県の役割は、県民の暮らしの厳しさに心を寄せ、物価高騰の波からの防波堤になることです。この観点から、以下、質問します。
国民健康保険税が高過ぎます。川口市で、所得200万円の4人家族で年額約32万円の保険税は、負担の限界です。
しかし、埼玉県は第3期県国民健康保険運営方針案を策定し、令和9年度までの保険税水準の準統一のために、市町村の一般会計からの繰入れを全廃するとしています。党県議団は、市町村の一般会計繰入れ全廃は、必ず保険税の引き上げを招く、今すぐ統一は必要ないとして、運営方針撤回を主張してきました。

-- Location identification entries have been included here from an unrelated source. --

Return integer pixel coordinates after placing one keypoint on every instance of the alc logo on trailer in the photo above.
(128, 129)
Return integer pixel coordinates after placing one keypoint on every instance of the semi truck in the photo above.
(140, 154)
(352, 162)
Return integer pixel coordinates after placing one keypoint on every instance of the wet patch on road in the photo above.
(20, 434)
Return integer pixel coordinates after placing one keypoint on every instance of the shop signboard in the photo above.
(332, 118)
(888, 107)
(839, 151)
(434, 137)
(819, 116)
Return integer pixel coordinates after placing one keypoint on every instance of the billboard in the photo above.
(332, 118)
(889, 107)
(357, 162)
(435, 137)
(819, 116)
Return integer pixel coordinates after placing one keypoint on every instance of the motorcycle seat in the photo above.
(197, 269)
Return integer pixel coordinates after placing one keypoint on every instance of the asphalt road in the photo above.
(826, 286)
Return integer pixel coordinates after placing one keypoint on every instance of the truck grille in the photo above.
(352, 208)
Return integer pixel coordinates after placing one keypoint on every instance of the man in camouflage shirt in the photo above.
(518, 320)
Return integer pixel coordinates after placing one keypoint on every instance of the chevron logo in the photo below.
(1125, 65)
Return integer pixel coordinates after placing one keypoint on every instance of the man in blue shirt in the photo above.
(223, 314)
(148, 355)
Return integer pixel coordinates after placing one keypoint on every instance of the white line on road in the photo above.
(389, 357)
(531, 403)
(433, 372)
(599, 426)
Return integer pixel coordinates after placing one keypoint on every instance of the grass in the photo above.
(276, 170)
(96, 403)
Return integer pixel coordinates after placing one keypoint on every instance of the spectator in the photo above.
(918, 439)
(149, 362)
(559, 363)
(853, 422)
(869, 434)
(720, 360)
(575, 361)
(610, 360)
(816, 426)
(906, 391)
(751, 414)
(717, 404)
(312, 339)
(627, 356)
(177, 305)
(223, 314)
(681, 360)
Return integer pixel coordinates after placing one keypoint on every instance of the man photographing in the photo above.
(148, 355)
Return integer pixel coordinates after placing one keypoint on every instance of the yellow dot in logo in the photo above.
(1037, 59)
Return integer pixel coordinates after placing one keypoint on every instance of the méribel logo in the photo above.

ところが、県は、これまで今後検討するとしてきた収納率までの完全統一の期限を令和12年度までと、突如明記してきました。収納率は大都市部で低く、今でも8パーセントの市町村格差があります。完全統一の期限を決めて無理やり目指すなら、今以上に収納対策が強化され、差押えなどが横行しかねません。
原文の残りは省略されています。